Understanding templates
This exercise helps you to get started with creating your own templates.
- First, to get an idea of the end-result:
- Open and run the
Geometries/super_simple_solid_rotor_IM.m
script to initialize a motor model with theSimpleSolidRotor
template. - Run
Analysis scripts/torque_curve_vs_slip
to visualize the torque-slip behaviour and the flux density distribution at (approximately) maximum torque.
- Open and run the
- Next, type
open SimpleSolidRotor
on the Matlab command prompt to quickly open the main template file.- Note that the main file does not contain much functionality - all the magic happens in the
create_geometry
method in its external file. - Open this file next, easiest done via the Matlab GUI by clicking ‘Open’
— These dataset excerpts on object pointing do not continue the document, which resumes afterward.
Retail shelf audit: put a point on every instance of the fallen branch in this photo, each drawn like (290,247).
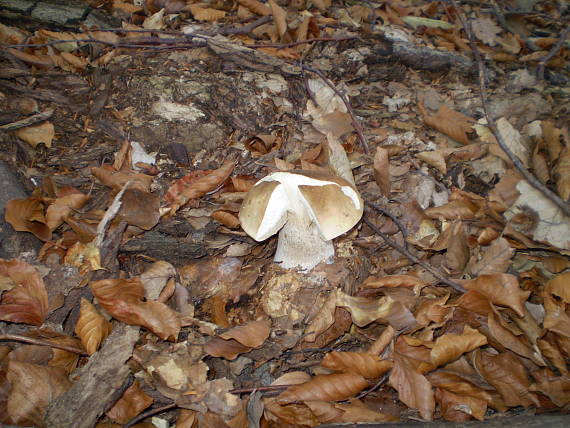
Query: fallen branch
(482,76)
(414,259)
(40,342)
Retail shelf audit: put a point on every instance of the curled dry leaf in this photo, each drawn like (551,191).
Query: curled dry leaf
(122,298)
(393,281)
(133,402)
(179,194)
(382,170)
(335,387)
(366,365)
(92,328)
(27,301)
(508,375)
(449,122)
(501,289)
(385,309)
(451,346)
(33,388)
(27,215)
(414,390)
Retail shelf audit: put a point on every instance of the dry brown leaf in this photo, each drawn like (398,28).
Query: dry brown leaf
(334,387)
(131,404)
(92,328)
(366,365)
(206,14)
(501,289)
(495,259)
(27,215)
(451,346)
(37,134)
(391,281)
(226,218)
(508,375)
(382,171)
(34,387)
(450,122)
(27,301)
(560,286)
(256,7)
(123,299)
(414,390)
(110,177)
(252,334)
(385,309)
(180,193)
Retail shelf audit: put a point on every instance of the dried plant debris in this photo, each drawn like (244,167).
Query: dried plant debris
(269,213)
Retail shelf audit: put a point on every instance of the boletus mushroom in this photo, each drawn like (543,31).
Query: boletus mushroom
(308,209)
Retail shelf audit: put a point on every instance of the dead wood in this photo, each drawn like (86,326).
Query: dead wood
(99,385)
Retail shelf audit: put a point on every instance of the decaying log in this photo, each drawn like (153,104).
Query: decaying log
(100,384)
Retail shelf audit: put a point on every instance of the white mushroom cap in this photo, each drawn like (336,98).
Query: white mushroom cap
(308,208)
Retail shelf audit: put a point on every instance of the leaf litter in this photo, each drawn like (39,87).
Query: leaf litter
(449,301)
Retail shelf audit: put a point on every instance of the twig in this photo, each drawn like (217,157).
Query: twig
(258,388)
(346,102)
(414,259)
(31,120)
(301,42)
(482,76)
(394,219)
(149,413)
(377,385)
(554,51)
(40,342)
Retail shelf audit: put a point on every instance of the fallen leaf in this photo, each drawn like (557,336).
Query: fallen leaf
(451,346)
(500,289)
(382,171)
(414,390)
(36,134)
(123,299)
(366,365)
(91,327)
(27,301)
(334,387)
(131,404)
(33,389)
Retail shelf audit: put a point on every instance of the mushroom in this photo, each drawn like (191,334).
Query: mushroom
(311,208)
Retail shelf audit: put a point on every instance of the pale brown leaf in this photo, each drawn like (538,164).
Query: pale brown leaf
(27,301)
(335,387)
(92,328)
(451,346)
(508,375)
(501,289)
(27,215)
(122,298)
(413,388)
(132,403)
(382,171)
(366,365)
(33,389)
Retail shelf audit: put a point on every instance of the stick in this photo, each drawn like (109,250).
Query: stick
(414,259)
(482,76)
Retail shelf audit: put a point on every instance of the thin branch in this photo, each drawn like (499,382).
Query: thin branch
(394,219)
(491,121)
(41,342)
(553,52)
(149,413)
(346,102)
(301,42)
(414,259)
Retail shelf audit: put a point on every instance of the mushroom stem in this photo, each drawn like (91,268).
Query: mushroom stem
(300,244)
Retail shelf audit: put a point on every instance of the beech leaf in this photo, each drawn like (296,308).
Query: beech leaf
(334,387)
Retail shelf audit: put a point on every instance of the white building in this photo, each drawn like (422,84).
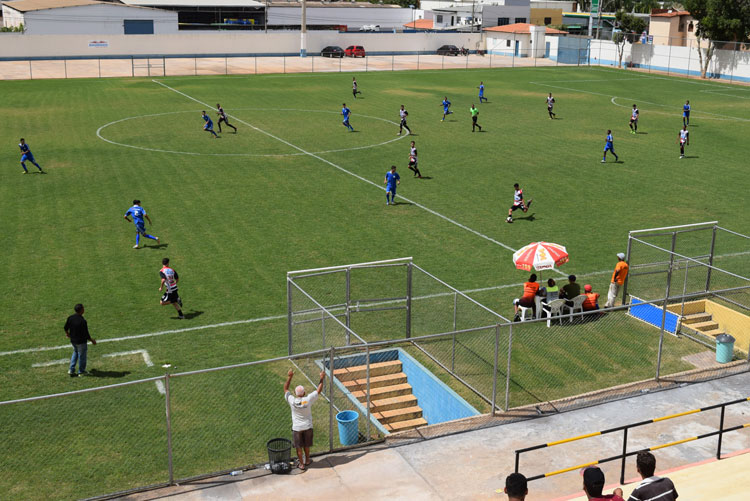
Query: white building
(520,40)
(86,17)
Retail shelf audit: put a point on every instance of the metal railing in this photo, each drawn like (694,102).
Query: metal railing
(624,429)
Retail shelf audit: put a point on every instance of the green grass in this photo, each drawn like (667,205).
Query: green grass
(237,213)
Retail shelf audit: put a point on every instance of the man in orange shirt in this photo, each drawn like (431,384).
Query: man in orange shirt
(618,278)
(530,290)
(592,299)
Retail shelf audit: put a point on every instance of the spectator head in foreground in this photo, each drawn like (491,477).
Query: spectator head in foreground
(515,487)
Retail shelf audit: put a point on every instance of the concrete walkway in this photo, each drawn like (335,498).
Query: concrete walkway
(472,465)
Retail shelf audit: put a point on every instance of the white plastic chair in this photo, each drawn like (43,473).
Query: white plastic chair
(553,308)
(577,305)
(523,309)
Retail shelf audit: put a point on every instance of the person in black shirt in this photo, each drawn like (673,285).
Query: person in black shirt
(77,330)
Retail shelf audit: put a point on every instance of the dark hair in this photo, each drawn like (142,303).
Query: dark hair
(515,484)
(646,463)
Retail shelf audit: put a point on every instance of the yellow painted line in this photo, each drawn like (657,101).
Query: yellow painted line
(577,467)
(580,437)
(670,444)
(686,413)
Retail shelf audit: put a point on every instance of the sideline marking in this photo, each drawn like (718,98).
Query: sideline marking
(146,360)
(713,116)
(301,150)
(144,148)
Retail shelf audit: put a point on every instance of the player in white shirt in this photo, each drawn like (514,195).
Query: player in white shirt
(302,427)
(402,113)
(550,105)
(634,120)
(684,139)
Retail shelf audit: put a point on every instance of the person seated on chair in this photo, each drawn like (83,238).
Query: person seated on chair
(530,290)
(551,292)
(570,290)
(592,299)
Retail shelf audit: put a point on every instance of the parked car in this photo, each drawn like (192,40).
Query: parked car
(448,50)
(332,51)
(355,51)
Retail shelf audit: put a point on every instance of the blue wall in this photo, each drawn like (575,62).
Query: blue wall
(652,314)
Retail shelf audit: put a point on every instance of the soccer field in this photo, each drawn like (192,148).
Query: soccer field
(293,189)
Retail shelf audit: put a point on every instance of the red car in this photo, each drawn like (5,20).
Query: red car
(354,51)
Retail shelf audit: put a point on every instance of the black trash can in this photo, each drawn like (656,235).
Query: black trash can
(280,455)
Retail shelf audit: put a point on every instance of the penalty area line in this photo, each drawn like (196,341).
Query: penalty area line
(328,162)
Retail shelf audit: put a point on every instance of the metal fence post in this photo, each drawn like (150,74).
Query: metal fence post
(721,432)
(408,299)
(507,372)
(331,367)
(289,315)
(367,355)
(168,410)
(494,372)
(711,259)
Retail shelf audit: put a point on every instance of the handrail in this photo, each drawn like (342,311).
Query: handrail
(624,428)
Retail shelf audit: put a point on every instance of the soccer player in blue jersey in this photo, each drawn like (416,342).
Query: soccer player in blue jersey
(481,92)
(209,125)
(609,146)
(27,155)
(392,180)
(346,112)
(686,113)
(138,214)
(446,108)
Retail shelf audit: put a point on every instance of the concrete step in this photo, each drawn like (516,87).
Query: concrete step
(704,326)
(405,425)
(375,381)
(696,318)
(360,371)
(714,332)
(395,390)
(398,415)
(387,404)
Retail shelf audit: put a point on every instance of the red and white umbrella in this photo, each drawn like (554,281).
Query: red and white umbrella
(540,256)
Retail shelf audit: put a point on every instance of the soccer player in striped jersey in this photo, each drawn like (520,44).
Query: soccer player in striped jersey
(27,155)
(634,120)
(402,113)
(138,214)
(550,105)
(518,203)
(609,146)
(209,125)
(414,161)
(169,279)
(223,118)
(346,112)
(683,137)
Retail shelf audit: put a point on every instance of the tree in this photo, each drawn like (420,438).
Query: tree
(630,27)
(718,20)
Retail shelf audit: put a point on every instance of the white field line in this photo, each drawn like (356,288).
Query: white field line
(157,150)
(711,116)
(328,162)
(146,360)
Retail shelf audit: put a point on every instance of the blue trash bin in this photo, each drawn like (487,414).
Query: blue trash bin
(348,427)
(724,348)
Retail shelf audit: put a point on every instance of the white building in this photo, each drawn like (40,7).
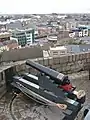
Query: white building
(57,51)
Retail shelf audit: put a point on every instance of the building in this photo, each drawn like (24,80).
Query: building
(79,32)
(4,36)
(57,51)
(24,36)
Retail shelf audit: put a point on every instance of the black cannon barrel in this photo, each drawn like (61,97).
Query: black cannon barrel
(47,71)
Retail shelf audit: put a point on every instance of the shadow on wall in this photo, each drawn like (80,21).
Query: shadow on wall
(21,54)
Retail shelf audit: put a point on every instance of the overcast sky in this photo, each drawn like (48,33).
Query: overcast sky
(44,6)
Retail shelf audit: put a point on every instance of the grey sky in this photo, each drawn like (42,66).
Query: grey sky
(44,6)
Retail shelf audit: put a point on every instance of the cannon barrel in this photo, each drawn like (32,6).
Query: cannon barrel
(47,71)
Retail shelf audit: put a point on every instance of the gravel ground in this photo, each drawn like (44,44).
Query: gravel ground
(26,109)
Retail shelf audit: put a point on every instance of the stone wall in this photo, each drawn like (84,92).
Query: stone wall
(21,54)
(67,63)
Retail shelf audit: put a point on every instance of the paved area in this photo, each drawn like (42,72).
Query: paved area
(25,109)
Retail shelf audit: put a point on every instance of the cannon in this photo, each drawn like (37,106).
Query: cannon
(44,88)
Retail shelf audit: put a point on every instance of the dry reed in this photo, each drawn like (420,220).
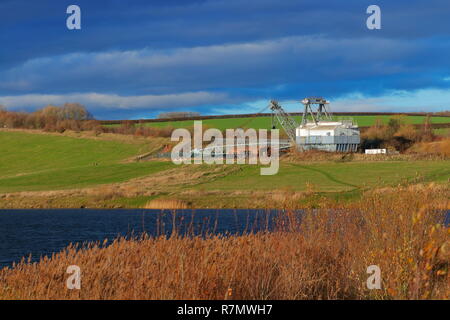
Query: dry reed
(322,254)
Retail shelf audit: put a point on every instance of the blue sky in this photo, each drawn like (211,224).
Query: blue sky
(135,59)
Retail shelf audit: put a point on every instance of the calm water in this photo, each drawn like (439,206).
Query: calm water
(43,232)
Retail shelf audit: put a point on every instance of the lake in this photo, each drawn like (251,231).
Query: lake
(43,232)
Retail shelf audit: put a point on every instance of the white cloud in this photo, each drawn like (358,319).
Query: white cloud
(115,102)
(426,100)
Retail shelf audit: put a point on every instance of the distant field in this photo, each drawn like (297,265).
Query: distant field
(35,162)
(332,177)
(47,162)
(265,122)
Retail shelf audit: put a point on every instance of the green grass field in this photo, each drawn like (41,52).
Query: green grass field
(265,122)
(39,162)
(333,176)
(32,162)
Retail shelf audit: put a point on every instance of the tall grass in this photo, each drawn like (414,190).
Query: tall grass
(320,254)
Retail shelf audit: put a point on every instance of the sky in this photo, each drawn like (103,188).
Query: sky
(135,59)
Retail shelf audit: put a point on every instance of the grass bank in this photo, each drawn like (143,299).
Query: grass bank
(321,256)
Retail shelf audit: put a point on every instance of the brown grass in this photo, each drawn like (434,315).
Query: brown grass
(166,204)
(322,256)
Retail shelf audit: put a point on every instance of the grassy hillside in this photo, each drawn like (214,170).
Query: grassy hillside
(265,122)
(42,162)
(46,162)
(332,176)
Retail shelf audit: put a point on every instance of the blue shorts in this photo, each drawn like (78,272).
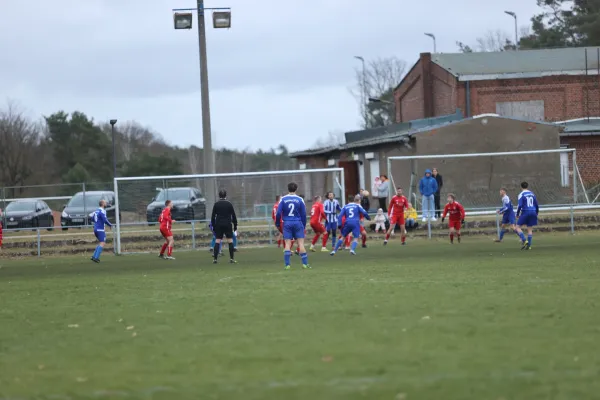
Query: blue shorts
(508,218)
(527,219)
(293,230)
(351,228)
(100,235)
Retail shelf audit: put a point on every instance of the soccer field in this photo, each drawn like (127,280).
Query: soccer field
(476,320)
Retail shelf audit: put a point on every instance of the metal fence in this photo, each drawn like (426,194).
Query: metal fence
(257,232)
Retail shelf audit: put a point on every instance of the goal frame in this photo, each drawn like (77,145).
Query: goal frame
(497,154)
(117,180)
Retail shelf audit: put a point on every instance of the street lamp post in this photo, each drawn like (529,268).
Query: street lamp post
(514,15)
(112,131)
(221,19)
(432,36)
(364,90)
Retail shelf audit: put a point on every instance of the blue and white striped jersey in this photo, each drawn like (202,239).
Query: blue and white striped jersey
(332,208)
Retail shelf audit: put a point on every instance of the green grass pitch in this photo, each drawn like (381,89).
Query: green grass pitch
(476,320)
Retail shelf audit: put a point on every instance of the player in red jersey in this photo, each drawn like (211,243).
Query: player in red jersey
(457,216)
(317,214)
(396,215)
(166,221)
(273,214)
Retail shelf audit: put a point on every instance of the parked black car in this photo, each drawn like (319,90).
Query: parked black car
(29,213)
(188,204)
(78,210)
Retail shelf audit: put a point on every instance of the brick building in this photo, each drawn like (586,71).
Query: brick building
(540,85)
(477,179)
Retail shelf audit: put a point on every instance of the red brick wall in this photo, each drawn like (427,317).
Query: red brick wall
(565,97)
(588,156)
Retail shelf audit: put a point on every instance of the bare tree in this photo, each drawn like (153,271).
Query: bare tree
(19,140)
(378,81)
(493,41)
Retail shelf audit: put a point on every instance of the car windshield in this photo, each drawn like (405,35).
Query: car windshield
(21,206)
(91,200)
(173,194)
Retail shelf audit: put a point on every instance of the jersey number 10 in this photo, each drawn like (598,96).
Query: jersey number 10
(529,201)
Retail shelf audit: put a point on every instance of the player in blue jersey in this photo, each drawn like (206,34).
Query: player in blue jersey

- Note that the main file does not contain much functionality - all the magic happens in the
-
Read through the file to see if you understand it.
- Next, try modifying the file. You can try, for example:
- Visualizing some of the created points using e.g.
O.plot('text to plot', 'rx')
.- NOTE In the main geometry script
Geometries/super_simple_solid_rotor_IM.m
, you’ll have to move the rotor creation linerotor = SimpleSolidRotor(dim);
after thefigure(1); clf; ...
line.
- NOTE In the main geometry script
- Manually creating an
Arc
object for the airgap arc, and then adding it to thecore_surface
:airgap_arc = Arc(Pout_cw, O, Pout_ccw); airgap_arc.name = 'n_ag'; core_surface.add_curve(airgap_arc);
- Replacing the single airgap arc by two arcs of shorter span. For this purpose, you’ll first have to create a suitable midpoint by e.g.
Pout_mid = Pout_cw.mirror(angle_pole/2);
. This actually improves the template and makes it also work for two-pole geometries.
- Visualizing some of the created points using e.g.